Naquele dia, porém, havia alguém de fora chegando na cidade. Quando percebeu, o Dino estava bem na frente do carro, não teve como desviar. A velocidade não era muita, mas pegou o coitado de jeito. Foi levado para a  Santa Casa, em estado nada bom. A  cabeça que já não era muito certa, levou uma pancada também.



Logo chegou o Sandro, comovido com a notícia. O atropelado estava dormindo, mas assim que percebeu a chegada do amigo, acordou e ficou agitado. Queria falar alguma coisa. Sandro encostou os ouvidos na boca do enfermo. Mal dava para perceber o que ele falava, mas o Sandro já tinha prática e entendeu tudo. Era para ele ir embora da cidade por uns dias. Não tinha como evitar, os lobos iam atacar. Não dava para ele ir conversar com eles naquela noite, para acalmar, para cantar. Ninguém podia evitar, ele tinha de sair.
Sandro, apesar de assustado, não conseguia acreditar naquilo que o Dino falava. Ainda assim, como tinha uma visita pendente para um irmão na cidade vizinha, usou esta desculpa para si mesmo e viajou.
Três dias depois, voltou.  O Dino, pobre, tinha falecido e jazia no pequeno cemitério da vila. Na rua de sua casa, que era bem perto da rua do Sandro, uma grande desgraça. Na noite anterior, houve assassinatos em cinco casas. Treze pessoas, no total, haviam morrido e pouco tinha sobrado delas. Quem – ou o que - quer que tenha atacado, ou jogou a maior parte dos pedaços dos corpos fora, ou os tinha comido. Tinha sobrado pouca coisa. Sangue nas paredes, sangue no chão, sangue na porta. Nas casas ninguém restou para contar como foi que tudo aconteceu. Uma tragédia.

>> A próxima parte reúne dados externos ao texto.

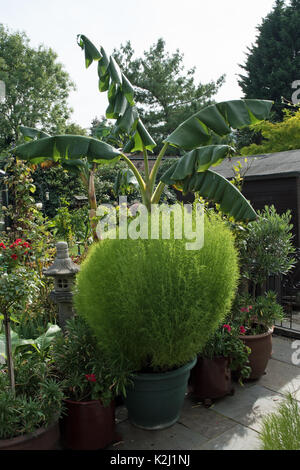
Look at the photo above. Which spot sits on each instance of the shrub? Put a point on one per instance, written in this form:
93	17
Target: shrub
37	401
84	371
281	430
154	302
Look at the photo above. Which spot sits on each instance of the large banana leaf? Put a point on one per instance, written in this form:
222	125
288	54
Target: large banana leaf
199	160
31	133
66	147
216	188
120	94
218	119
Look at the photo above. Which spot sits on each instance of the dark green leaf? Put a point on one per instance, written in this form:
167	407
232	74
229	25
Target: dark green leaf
216	188
66	147
219	119
90	51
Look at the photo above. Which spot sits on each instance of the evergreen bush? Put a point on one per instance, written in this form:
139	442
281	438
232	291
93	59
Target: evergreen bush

Ninguém conseguiu relacionar  o que o Dino costumava falar com o que tinha acontecido. Ou porque num evento de tal magnitude, simplesmemente ninguém se lembrou da pobre figura, ou talvez porque nunca ninguém tinha entendido direito o que ele estava dizendo. Só o Sandro sabia.

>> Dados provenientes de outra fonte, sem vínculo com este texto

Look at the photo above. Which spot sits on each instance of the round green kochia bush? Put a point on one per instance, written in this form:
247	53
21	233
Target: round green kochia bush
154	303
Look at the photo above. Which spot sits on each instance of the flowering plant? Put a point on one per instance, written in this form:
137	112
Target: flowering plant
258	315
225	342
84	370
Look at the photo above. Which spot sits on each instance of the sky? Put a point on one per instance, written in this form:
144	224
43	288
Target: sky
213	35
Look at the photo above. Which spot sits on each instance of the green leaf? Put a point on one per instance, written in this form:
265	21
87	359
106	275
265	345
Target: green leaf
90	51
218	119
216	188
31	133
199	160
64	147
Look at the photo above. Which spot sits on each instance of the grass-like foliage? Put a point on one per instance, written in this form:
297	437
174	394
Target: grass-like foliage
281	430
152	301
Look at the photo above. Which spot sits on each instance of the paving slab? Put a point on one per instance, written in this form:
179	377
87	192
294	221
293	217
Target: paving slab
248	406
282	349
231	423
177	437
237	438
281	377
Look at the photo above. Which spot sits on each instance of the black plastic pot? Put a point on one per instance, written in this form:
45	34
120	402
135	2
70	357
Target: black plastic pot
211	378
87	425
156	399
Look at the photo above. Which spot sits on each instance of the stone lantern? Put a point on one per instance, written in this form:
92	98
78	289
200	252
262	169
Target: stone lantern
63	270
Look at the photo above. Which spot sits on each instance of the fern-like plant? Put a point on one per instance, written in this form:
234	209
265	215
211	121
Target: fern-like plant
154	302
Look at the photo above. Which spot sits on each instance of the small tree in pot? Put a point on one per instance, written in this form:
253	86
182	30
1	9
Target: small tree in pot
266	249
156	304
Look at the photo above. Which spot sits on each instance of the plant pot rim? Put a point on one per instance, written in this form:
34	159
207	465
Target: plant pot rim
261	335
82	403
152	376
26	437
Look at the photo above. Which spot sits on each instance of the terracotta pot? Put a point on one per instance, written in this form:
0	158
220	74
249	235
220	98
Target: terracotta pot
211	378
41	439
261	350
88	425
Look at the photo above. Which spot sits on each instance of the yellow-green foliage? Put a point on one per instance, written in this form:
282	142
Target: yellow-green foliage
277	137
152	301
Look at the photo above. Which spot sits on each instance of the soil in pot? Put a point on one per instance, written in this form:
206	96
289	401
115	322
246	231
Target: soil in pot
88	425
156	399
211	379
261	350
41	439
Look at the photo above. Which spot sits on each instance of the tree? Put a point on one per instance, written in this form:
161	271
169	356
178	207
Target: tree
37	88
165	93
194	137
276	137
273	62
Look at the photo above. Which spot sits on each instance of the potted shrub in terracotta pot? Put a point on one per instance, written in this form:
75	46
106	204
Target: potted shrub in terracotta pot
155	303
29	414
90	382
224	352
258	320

O Sandro sabia também que os lobos não voltariam mais. Acho que o Dino tinha explicado para ele uma vez que, se eles atacassem, iam atacar só uma vez.
Sandro morou na pequena localidade pelo resto de sua vida. Sempre houve muita paz depois disso. Muitas vezes ele ficava pensando  que aquilo era uma pena que a cidade tinha de pagar, às vezes pensava que era coincidência e tudo tinha sido feito por um assassino maníaco que passava casualmente por ali. Nunca a polícia descobriu o que realmente tinha acontecido.

 O fato é que aconteceu tudo do jeito que o Dino falou. Acho que às vezes Deus fala através dos tolos e o diabo através dos lobos. Quem quiser acreditar, que acredite. Todos são filhos de Deus e Ele escolhe quem ele quiser para ser seu mensageiro. Pode ser também que o Dino tivesse premonição.  E, por que não? Ou ainda podia ser que na loucura dele, ele tinha capacidade de criar monstros na vida real, na forma de lobos ou não. Acho, porém, que isso é improvável.  A única coisa certa, é que tudo aquilo aconteceu. E tudo aconteceu do jeito que o Dino falou. Ele mesmo, o Dino, louco, débil mental, retardado...Pelo menos para o resto de nós, ele era.